Vague, la formule consacrée est l’organisation des élections «libres, transparentes et inclusives».

***

De la Déclaration de la Représentante Spéciale du Secrétaire général des Nations Unies en République démocratique du Congo et des Ambassadeurs ou Chefs de mission du Canada, des Etats-Unis, de la Suisse, de l’Union africaine ainsi que de l’Union européenne en accord avec les Chefs de mission de l’UE à Kinshasa » ne portant malheureusement pas de date, retenons que les parties concernées saluent «la décision du Président Joseph Kabila d’avoir tenu son engagement de respecter la Constitution congolaise». Elles estiment que «La conclusion du dépôt des candidatures pour les élections présidentielles et législatives en RDC, conformément au calendrier électoral de la CENI, constitue une étape clé sur la voie devant mener à la première alternance politique pacifique en RDC, grâce à des élections crédibles le 23 décembre 2018» et réitèrent leur appel «à toutes les parties à veiller à ce que le processus électoral et le transfert du pouvoir soient menés de manière transparente, pacifique et inclusive, conformément à la Constitution et à l’Accord de la Saint Sylvestre de décembre 2018».
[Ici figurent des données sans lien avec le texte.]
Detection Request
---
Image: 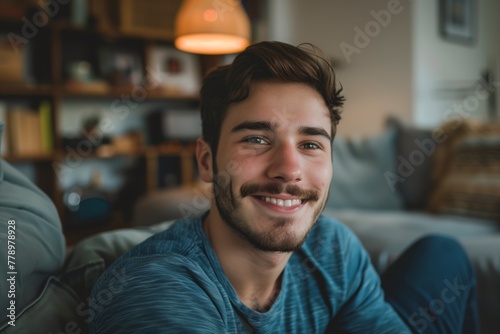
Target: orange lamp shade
[175,0,251,54]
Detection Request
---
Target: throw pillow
[389,118,438,211]
[0,123,66,326]
[0,276,88,334]
[327,126,403,210]
[429,123,500,221]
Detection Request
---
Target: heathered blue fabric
[89,216,410,334]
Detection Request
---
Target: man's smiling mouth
[255,196,304,208]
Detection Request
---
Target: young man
[91,42,476,333]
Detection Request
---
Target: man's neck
[203,211,292,312]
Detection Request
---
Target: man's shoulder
[302,214,362,260]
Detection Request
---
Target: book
[7,107,43,156]
[39,101,54,153]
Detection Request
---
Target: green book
[40,101,54,153]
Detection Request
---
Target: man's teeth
[264,197,302,207]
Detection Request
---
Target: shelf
[2,153,57,163]
[0,83,54,97]
[60,84,199,101]
[0,12,203,244]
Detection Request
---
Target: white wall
[263,0,412,137]
[412,0,500,127]
[260,0,500,136]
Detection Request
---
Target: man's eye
[302,142,321,150]
[243,137,267,145]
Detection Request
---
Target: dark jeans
[382,235,479,334]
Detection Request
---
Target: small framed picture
[99,47,143,86]
[147,45,201,95]
[439,0,477,44]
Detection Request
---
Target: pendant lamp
[175,0,251,55]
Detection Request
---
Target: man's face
[213,82,332,252]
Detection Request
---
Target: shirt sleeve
[328,224,411,334]
[89,255,227,333]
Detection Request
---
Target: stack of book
[4,102,53,156]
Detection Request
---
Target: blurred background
[0,0,500,241]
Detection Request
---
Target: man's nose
[268,143,302,182]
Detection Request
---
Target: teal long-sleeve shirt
[90,216,410,334]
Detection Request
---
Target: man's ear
[196,138,214,182]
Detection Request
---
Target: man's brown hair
[201,42,344,157]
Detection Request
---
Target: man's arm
[89,256,226,333]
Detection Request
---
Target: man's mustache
[240,183,319,201]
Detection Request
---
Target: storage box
[0,36,24,83]
[103,0,182,39]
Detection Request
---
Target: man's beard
[213,166,327,252]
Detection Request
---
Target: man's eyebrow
[299,126,332,141]
[231,121,276,133]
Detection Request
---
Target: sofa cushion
[0,276,88,334]
[327,126,403,210]
[390,118,437,211]
[61,221,173,299]
[0,122,66,326]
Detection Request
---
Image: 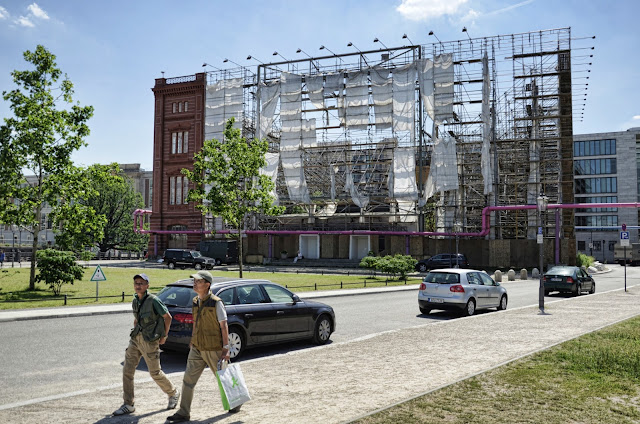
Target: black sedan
[543,266,596,296]
[158,278,336,359]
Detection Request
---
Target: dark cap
[133,273,149,284]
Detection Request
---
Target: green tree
[0,45,96,290]
[36,249,84,296]
[70,163,149,252]
[182,118,284,278]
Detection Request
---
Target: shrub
[576,253,596,268]
[36,249,84,296]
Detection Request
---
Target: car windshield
[423,272,460,284]
[157,286,197,307]
[547,266,573,276]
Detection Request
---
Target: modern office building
[573,127,640,262]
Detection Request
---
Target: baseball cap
[190,271,213,284]
[133,274,149,283]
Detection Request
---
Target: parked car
[158,277,336,359]
[162,249,216,270]
[418,268,508,316]
[416,253,469,272]
[543,265,596,296]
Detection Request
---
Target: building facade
[573,127,640,263]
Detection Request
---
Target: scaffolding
[202,28,584,238]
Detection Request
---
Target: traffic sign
[91,265,107,281]
[620,231,629,247]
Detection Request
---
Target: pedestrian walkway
[0,280,640,424]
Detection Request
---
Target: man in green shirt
[113,274,180,415]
Elles sont d’avis que «L’engagement de tous les acteurs congolais en faveur d’élections crédibles, pacifiques et inclusives avant de la fin de l’année renforcera la stabilité et la prospérité de la RDC et de toute la région».
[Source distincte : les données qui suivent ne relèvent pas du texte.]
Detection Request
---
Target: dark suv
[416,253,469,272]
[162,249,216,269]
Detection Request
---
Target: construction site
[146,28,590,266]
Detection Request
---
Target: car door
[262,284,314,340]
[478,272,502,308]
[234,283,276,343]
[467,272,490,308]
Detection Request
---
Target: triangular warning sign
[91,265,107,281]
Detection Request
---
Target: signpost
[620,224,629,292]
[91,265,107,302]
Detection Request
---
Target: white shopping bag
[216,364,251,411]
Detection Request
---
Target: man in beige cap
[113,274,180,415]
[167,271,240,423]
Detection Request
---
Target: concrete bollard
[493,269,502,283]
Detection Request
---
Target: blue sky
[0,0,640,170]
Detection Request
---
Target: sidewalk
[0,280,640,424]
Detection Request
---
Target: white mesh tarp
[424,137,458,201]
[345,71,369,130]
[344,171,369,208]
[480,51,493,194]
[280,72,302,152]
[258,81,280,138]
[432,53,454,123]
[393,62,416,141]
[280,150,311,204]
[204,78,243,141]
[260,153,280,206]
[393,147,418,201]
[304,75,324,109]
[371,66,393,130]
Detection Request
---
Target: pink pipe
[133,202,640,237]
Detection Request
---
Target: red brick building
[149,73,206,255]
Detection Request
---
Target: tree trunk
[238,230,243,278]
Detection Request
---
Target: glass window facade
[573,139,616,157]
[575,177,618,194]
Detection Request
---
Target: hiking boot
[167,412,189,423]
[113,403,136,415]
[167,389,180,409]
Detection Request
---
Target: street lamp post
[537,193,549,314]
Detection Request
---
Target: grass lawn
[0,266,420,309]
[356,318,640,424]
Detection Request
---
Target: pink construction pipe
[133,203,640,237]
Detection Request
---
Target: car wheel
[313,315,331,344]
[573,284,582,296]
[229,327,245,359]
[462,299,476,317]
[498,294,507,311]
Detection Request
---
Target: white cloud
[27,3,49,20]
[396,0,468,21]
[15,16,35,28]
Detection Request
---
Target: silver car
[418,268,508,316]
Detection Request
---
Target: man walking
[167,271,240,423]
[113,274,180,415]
Il est à noter que les parties concernées n’ont pas réagi aux événements de Kasumbalesa les 3 et 4 août 2018.

Le 9 août 2018, le secrétaire général de l’Onu, tout aussi silencieux à propos de cette aventure, «a salué la décision du président de la République Joseph Kabila Kabange, de respecter la constitution de la RDC, comme il l’a toujours énoncé». Selon son porte-parole, Antonio Guterres «se félicite également des progrès enregistrés dans la préparation des élections présidentielles et législatives prévues le 23 décembre 2018».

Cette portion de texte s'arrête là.